Fat grafting (also referred to as fat transfer or lipofilling) has become a very important technique in plastic and cosmetic surgery over recent years.

It is now widely used to restore fullness and to correct contour defects. Restoration of youthful fullness is particularly relevant in facial cosmetic surgery, and in this context the technique of fat grafting is applied in particularly small volumes- so called microfat grafting.  Increasingly, fat grafting is used to augment body contours also, for example in buttock augmentation or in breast symmetrising surgery.
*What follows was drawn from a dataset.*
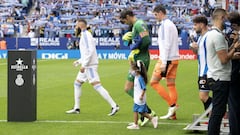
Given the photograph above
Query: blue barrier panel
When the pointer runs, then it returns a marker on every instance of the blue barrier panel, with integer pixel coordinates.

Contour defects are common and arise for a variety of reasons – for example following trauma, following direct excision surgery (removal of lump / lesion), or as an adverse outcome following cosmetic body contouring/ liposuction surgery.

Irrespective of its intended use, the basic principles of fat grafting remain consistent. Fat is gently harvested from an area of unwanted excess (e.g. love handles), carefully processed to remove free oil and then grafted into the target area in fine droplets using small syringes and a multilayered, multipass technique. Most studies have shown that approximately two thirds of grafted fat survives; the remainder is gradually broken down and resorbed by the body over about a 3 month period. Nonethelss, the surviving fat offers a permanent benefit at that target site, and the procedure can be repeated as often as is required. Fat grafting is typically undertaken under a short general anaesthetic, as a day case procedure, with patients generally returning to work within a week.